Close quarters fighting sometimes saw opposing troops holed up on different floors of the same building. There was hand-to-hand fighting at times, according to Ukrainian soldiers who fought at the Donetsk airport.
Yet, from an operational perspective, Russia’s original hybrid warfare plan in the Donbas was an abject failure, requiring the use of conventional military force to save face. Today, with its rapidly strengthening conventional military, Ukraine is now positioned to become a regional counterbalance against Russian military power in Eastern Europe.
Moreover, Ukraine’s grassroots war effort in 2014 sends a deterrent message to Moscow, underscoring that a full-scale invasion of Ukraine would be met with a protracted, guerrilla resistance.
The ‘Dreadful Lessons of History’
The fifth anniversary of the Minsk II case-fire should serve as a sobering reminder for Western democracies that Europe’s two largest militaries in terms of manpower are still shooting at each every day in the Donbas.
The longer that precarious status quo continues, the greater the chance that an unforeseen accident might ignite a much bigger war that spreads well beyond the limits of the Donbas battlefields.

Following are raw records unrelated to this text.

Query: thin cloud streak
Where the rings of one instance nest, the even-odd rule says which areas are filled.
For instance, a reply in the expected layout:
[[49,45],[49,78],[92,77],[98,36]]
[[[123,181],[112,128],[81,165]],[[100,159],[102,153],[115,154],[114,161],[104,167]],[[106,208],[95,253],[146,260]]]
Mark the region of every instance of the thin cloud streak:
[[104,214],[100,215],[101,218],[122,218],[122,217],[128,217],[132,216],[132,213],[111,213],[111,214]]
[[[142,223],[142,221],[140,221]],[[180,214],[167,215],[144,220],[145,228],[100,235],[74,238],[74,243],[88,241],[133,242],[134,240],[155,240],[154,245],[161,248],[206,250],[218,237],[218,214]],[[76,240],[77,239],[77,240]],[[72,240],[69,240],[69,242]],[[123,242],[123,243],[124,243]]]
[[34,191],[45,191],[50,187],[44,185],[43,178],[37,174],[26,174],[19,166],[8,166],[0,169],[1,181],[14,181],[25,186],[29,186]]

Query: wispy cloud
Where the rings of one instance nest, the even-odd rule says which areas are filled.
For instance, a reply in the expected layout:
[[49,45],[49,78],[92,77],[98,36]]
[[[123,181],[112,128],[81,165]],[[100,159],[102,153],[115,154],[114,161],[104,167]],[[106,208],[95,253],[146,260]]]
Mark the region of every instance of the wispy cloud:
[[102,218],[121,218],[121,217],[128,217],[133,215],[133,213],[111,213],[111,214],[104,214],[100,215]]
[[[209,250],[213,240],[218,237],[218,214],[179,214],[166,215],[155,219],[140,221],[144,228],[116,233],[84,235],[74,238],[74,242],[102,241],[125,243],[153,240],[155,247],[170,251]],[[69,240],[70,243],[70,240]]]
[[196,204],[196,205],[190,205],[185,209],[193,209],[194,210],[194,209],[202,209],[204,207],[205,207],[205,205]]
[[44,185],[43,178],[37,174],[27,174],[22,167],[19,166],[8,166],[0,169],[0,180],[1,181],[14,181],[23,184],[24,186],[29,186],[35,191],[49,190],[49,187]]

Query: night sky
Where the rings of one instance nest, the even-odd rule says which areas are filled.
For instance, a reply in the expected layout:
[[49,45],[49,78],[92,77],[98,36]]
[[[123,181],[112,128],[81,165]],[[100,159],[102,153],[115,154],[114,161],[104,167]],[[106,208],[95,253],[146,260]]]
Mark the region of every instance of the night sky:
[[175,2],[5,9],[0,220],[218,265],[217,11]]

So long as the Minsk II cease-fire allows Russia to carry on prosecuting its frozen war in eastern Ukraine, Europe will remain just one “Franz Ferdinand” scenario away from another major land war. The unthinkable could happen again. After all, wars often begin which no one wants.
Just two living generations ago, Ukraine was the deadliest battlefield of the deadliest war in human history. Some of the soldiers who fought in that war, and the civilians who survived it, are still alive today. Thus, no one should think that another war like that is impossible, or that the events of our time are somehow immune to history’s perennial cycles of war and peace.
With history as a guide, one thing is clear: If the war in Ukraine accidentally escalates into a bigger conflict, Russians and Ukrainians won’t be the only ones fighting in it.
Five years after the failed Minsk II cease-fire was supposed to go into effect and unconditionally curb combat in eastern Ukraine, a key question remains unanswered:
When, and where, will this war end?
At a speech at the Munich Security Conference on Feb. 15, U.S. Secretary of State Mike Pompeo recalled visiting a wounded Ukrainian veteran at a military hospital in Kyiv, just two weeks earlier.
“And as we were getting ready to leave, he got up. He grabbed his crutches. He moved across the room and he went to his wall locker, grabbed his uniform, pulled off his patch, and he handed me his unit logo. He told me to keep it; he wanted me to have it,” Pompeo said, adding: “That moment hit home for me. It reminded me that sovereignty is worth fighting for and that it’s real, that we’re all in this fight together.”